Michelle Cottle’s piece on Sarah Palin’s media strategy (“Media Maven,” July 22) is a fine dissection of p.r. craftswomanship, one any magazine or website would be proud to run. But like too much reporting about the media, it scants the message that attracts so many people to a particular messenger.
Palin is the most dangerous politician in America today. Her stated views are on the wildest fringe of conservative thinking. She opposes even the mildest forms of corporate regulation, thinks the New Deal made the Depression worse, believes the U.S. is and must remain a Christian nation, condemns the idea that “God should be separated from the state,” and, of course, wants to ban all abortions and make it illegal for gay people to marry. A large minority of voters are eating it up. According to recent polls, Palin’s approval rating is just under 40 percent, roughly ten points behind Obama’s. If he continues to sink, she may well keep rising.
Worse, Palin conveys her positions with a menacing brilliance equaled by few populist figures from the past. Like Joe McCarthy, she identifies herself with “real people” against liberal Washington “elitists,” including a president whom, she implies, is unable or unwilling to defend the nation. Like George Wallace, she contrasts the practical wisdom of one raised in a God-fearing small town and educated at no-status colleges with the snobbish, secular intellectuals who, in Wallace’s words, thought they knew how to run the war in Vietnam but couldn’t park their bicycles straight.

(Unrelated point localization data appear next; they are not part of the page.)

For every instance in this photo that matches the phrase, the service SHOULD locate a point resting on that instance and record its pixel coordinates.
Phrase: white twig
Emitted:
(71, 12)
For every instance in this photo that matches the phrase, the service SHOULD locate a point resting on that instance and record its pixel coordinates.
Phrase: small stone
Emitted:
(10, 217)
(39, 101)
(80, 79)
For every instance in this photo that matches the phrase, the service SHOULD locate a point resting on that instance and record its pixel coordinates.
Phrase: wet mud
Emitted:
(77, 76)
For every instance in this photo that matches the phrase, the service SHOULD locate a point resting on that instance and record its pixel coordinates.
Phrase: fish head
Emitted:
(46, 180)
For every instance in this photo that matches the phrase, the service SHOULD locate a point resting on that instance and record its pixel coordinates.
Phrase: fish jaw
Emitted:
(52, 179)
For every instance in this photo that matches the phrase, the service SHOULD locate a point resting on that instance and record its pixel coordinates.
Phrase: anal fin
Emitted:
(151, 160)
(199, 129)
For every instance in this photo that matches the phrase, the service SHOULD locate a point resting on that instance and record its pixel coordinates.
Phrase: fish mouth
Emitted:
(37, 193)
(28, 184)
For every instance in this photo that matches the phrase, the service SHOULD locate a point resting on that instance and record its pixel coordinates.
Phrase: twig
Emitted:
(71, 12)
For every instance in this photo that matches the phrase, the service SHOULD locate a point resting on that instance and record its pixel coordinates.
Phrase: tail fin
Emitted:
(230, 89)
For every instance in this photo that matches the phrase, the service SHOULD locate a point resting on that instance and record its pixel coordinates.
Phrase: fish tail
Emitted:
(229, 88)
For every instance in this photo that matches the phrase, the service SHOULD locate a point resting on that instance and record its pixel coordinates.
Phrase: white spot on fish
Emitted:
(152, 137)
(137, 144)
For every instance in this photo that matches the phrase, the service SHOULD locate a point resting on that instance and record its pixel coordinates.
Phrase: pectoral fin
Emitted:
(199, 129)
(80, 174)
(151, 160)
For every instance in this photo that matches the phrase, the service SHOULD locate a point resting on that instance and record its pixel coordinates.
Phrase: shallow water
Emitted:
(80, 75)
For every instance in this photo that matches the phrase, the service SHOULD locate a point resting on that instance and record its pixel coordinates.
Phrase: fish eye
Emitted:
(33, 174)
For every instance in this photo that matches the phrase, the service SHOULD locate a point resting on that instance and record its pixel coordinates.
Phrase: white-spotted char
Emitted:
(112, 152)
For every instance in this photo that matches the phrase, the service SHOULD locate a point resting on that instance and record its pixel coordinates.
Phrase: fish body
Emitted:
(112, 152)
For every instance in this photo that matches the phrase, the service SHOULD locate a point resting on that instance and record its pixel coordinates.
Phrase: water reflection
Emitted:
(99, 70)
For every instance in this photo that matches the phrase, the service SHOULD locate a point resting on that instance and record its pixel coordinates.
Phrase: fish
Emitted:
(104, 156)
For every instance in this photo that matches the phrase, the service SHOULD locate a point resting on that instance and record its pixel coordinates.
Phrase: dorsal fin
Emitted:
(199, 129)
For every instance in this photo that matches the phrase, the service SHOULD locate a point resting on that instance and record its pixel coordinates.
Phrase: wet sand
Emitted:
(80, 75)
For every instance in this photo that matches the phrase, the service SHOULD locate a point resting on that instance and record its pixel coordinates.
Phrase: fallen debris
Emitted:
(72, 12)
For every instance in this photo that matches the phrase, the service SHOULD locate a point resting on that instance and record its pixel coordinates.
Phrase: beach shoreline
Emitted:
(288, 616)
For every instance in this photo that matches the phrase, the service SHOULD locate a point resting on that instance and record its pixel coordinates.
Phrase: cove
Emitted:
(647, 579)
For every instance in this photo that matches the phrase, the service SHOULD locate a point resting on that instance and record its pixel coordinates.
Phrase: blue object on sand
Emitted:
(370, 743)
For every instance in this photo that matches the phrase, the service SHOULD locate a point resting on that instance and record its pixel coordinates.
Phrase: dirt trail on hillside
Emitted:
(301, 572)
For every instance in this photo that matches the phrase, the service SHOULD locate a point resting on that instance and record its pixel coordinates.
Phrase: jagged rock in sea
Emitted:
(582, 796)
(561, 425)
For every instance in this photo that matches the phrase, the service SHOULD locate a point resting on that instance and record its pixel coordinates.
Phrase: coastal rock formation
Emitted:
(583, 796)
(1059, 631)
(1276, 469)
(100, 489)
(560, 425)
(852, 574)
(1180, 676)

In their heydays, McCarthy and Wallace were celebrities too, drawing as much attention in print as Palin does on TV and online. Both men also knew how to turn the media to their advantage. The press gave respectful coverage to every accusation McCarthy made against “Reds” and “fellow travelers.” On “Meet the Press,” Wallace rebutted a liberal journalist’s charge of racism by looking straight at the camera and replying, “We don’t have any utopia in Alabama. But neither do you have one here in New York City where you can’t walk in Central Park at night without fear of being raped, or mugged, or shot.” It was their ability to speak to ferocious waves of anti-liberalism that made them big news.
Palin may not run for president and would probably not get elected if she did. No figure so polarizing and so aggressive has ever ascended to the White House—and those disastrous Katie Couric interviews will haunt her to the end of her days. Yet, she has already done real damage. The accusation that Obama wanted to set up “death panels” threw health-reform advocates on the defensive and helped force them to trim back the benefits of the bill that finally passed.
Freed from having to govern a small, remote state, Palin can keep burnishing her image as the creator and leader of the new tough mamas’ moral majority. Republican candidates compete for her endorsement, and she is the only politician nearly every Tea Partier would support with relish. Her most recent fundraising numbers are terrifyingly high as well. In the long history of populist talkers, both right and left, no other woman on the national stage has been able to channel resentments against elites into a consequential and growing movement. Her beauty, her toughness, and her Northwoodsy accent can seduce even some people who gladly voted for Obama. For example, a fellow professor I know who remains cold to nearly all of Palin’s political positions still admires her “feistiness” and “kick-ass attitude toward University of Chicago elites.”
Perhaps a clever media strategy has made her into what Cottle calls “the p.r. genius of our time.” But the beliefs which Palin is touting matter far more than her own beaming, resolutely confident self. In two years, she will at least be able to veto any Republican who seeks the nomination and be king, or queen-maker, of whomever gets to run against Obama. That frightening prospect is what talented reporters like Cottle should begin to explain.